Let $c$ be a number with $n_1$ digits, it can also have leading and trailing zeros.

The decimal is now : $0.cbbb \ldots$

Now we have to account for the decimal places between the decimal point and the recurring decimal. This is easy to do since we already have the equation for recurring decimals. The solution is simple - divide by $10$ to the power of the number of places ($n_1$).

$0.cbbb\ldots = \text{ ?} + \frac{b}{10^{n_1}(10^{n} - 1)}$

The $\text{?}$ represents the $c$ part of the decimal.
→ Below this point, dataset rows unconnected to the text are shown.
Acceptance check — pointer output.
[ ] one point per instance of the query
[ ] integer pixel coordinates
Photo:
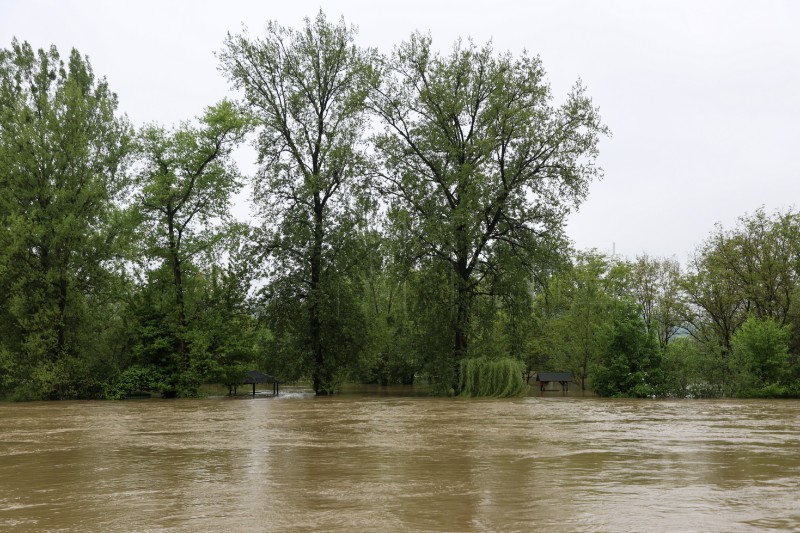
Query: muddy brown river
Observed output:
(368, 463)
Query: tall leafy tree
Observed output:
(186, 181)
(307, 90)
(655, 283)
(62, 155)
(477, 154)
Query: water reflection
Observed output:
(400, 463)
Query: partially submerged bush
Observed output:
(498, 378)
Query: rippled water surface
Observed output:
(353, 463)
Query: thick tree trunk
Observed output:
(461, 326)
(179, 299)
(319, 377)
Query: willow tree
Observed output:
(186, 181)
(62, 152)
(476, 152)
(306, 88)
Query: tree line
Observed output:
(408, 224)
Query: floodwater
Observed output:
(367, 463)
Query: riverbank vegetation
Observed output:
(408, 224)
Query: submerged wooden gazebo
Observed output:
(255, 377)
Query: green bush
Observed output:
(498, 378)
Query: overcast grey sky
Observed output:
(702, 97)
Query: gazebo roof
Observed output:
(255, 376)
(554, 376)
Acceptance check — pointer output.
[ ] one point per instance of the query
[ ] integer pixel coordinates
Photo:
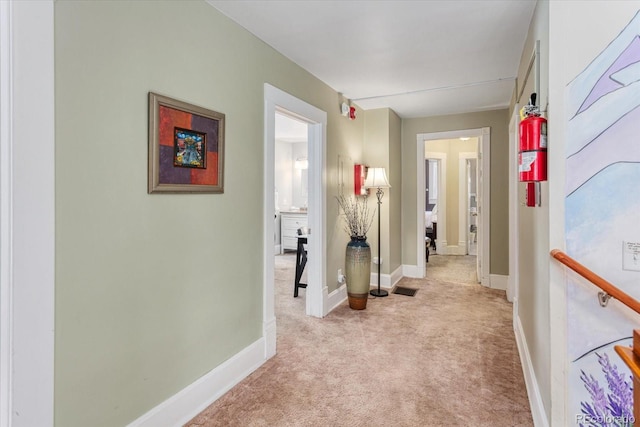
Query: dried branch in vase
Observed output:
(357, 216)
It is simply the number $c$ divided by $10$ to the power of the number of decimal places ($n_1$) it takes up.

$0.cbbb\ldots = \frac{c}{10^{n_1}} + \frac{b}{10^{n_1}(10^{n} - 1)}$

Let's simplify it a bit.

$0.cbbb\ldots = \frac{b + c(10^{n} - 1)}{10^{n_1}(10^{n} - 1)}$

That's all for now, hope you found this note interesting.